Closed ThomasMZheng closed 1 year ago
Created a "shrunk" map for the Vcode_map, which removes all entries that were not sent for core analysis, and removed duplicate BQC IDs that were after the initial draw. - Might want to include this data afterwards.
Duplicates were still present until "Extract" was also filtered by "Y". Removed one duplicate BQC -> VAP was the same for both Removed on entry BQC -> NULL
Created a lookup table named "Phenotype-BQC-VAP_Map.csv" which links each VAP number with the BQC ID, and the phenotype data of "Sex, COVID Status, Age".
---Phenotypic Linking---
I have the phenotypic data for linking the proteomic data to the sex, age, and infection of the patients.
Problem: The proteomic data (SS_x.adat) links the protein data with a unique VAP ID (SubjectID), however, that gives no information on sex, age, or infection status.
We have a VCode map (Vcode_mapping.xlsx) which links the VAP ID to the BQC ID
We also have a redcap map (redcap.csv) which links the BQC ID with the phenotypic data (sex, age, and infection status).
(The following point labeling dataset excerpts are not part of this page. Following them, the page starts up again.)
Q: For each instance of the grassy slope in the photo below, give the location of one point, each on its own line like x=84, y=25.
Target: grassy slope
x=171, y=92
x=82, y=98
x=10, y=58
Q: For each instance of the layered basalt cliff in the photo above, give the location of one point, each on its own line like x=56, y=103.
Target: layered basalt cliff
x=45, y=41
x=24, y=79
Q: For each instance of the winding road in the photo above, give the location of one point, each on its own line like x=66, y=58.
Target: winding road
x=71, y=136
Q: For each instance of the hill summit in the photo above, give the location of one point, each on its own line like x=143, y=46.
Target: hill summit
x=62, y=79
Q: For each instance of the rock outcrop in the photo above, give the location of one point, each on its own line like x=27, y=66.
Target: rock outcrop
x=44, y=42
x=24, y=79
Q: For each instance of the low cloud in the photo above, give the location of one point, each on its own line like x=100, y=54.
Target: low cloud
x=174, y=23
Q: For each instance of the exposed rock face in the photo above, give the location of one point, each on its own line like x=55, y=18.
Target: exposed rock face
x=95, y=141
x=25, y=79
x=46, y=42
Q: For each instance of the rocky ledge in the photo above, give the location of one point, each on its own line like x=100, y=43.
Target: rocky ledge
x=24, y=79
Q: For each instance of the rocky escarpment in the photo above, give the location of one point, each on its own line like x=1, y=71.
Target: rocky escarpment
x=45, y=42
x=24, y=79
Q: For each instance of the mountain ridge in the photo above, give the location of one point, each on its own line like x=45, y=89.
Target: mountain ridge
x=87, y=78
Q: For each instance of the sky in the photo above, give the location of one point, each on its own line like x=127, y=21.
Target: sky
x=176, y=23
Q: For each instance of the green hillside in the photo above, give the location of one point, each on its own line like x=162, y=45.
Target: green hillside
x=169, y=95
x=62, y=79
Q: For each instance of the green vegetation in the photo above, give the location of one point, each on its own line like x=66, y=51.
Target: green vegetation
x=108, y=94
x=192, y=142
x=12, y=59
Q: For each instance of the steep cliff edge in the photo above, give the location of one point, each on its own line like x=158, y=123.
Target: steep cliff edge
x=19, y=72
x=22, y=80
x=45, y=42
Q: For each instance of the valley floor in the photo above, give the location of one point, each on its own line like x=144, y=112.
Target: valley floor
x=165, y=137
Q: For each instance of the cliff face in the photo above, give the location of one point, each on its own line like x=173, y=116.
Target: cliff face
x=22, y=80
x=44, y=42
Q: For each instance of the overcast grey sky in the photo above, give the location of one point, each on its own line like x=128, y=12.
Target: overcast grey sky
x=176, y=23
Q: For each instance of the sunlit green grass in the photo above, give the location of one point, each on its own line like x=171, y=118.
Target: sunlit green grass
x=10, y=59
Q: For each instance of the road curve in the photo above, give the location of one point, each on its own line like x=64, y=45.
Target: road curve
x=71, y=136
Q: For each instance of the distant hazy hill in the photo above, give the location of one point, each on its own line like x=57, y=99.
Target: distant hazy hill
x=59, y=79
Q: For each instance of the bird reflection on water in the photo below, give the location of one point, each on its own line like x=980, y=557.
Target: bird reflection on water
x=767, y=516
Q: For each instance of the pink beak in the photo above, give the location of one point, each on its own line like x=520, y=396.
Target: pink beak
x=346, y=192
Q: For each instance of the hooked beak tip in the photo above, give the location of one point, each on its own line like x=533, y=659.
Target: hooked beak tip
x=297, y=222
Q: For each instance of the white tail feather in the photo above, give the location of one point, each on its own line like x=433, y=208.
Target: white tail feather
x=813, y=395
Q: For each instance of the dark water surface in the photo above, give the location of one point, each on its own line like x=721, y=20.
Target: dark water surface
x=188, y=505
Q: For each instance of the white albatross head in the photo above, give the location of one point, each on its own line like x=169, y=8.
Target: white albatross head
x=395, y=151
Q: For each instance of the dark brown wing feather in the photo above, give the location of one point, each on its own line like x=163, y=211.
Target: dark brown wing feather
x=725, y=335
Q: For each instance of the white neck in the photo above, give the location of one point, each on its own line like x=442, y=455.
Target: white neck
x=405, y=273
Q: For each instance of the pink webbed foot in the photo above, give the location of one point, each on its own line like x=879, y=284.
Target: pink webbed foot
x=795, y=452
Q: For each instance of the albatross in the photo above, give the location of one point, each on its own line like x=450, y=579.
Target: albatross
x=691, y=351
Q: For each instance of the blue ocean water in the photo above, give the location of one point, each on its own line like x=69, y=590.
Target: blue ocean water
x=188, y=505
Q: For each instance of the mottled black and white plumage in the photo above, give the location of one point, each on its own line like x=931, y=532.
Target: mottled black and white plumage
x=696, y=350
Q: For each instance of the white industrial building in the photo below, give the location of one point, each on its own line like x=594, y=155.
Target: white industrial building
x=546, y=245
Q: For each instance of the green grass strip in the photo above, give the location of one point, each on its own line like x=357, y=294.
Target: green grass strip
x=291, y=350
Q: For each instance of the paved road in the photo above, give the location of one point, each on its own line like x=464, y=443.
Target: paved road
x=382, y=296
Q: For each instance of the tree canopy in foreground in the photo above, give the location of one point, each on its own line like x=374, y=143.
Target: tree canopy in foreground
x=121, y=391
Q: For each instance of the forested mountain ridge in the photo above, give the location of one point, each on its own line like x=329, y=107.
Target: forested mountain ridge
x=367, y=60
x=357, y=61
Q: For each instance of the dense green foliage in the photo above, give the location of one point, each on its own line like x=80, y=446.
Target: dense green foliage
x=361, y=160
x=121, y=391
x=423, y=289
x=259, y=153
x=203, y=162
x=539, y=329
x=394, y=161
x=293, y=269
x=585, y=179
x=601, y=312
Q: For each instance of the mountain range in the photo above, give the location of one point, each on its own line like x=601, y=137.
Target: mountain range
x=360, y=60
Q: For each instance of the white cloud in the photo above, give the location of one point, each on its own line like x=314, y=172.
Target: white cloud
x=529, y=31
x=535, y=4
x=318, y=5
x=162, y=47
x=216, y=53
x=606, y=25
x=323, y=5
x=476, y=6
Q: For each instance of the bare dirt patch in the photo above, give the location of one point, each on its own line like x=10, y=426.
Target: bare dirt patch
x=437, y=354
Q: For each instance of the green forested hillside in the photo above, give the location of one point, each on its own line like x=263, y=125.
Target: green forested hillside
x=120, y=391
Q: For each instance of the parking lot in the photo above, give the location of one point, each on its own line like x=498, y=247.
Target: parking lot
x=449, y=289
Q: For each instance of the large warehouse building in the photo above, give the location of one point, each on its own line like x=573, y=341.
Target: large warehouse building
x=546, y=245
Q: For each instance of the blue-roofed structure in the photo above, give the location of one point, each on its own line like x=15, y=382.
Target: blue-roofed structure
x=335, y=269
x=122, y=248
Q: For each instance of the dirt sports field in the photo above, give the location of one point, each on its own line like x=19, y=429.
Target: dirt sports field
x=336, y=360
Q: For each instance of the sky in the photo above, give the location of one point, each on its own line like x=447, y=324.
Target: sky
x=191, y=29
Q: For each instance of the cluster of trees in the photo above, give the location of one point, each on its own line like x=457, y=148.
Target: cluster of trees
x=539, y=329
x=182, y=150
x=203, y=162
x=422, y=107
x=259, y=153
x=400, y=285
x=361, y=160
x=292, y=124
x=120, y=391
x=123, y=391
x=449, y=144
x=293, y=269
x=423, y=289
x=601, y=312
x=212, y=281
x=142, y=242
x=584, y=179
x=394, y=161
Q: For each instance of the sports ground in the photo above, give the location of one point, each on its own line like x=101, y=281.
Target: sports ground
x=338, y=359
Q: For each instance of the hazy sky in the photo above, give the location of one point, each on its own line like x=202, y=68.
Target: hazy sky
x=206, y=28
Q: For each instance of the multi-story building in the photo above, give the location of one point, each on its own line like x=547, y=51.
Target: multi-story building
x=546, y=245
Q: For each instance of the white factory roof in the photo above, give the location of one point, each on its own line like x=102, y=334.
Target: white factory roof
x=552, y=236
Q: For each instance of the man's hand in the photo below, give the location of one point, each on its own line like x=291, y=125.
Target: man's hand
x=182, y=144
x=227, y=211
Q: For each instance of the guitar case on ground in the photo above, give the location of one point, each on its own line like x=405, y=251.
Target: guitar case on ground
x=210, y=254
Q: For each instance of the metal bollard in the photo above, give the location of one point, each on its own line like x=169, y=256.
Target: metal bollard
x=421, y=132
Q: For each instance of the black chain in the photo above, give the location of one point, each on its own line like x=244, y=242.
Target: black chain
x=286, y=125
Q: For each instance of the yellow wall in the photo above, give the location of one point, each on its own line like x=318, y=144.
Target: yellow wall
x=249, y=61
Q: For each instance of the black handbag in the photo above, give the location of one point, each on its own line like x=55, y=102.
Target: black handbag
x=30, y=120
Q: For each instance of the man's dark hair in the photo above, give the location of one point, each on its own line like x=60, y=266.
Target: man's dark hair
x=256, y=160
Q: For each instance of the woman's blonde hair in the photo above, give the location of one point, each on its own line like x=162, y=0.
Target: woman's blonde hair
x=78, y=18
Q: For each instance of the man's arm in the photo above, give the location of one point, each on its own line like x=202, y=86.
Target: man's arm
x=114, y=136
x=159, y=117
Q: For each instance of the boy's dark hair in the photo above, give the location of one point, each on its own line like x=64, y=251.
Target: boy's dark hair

Solution: I need to link the phenotypic data to the VAP ID through the VCode map, a single table should be sufficient to add on the relevant info while also deleting any superfluous data (This is a Dataset combination issue)
---Dataset Combination---
I have 4 datasets to use, however, 2 of them are copies with the data normalized to the medium norm intensity.
Regardless, I still have 2 unique datasets, one from November of 2020, and the other from June of 2021. I need to check if a) there are any duplicate data entries across the datasets (I doubt this, but this would allow for better batch control).
I just talked with Chen-Yang, and he mentioned how some recent papers do not do batch correction, so I need to read up on the literature.
Aside from that, it appears that I can just concatenate the two datasets together.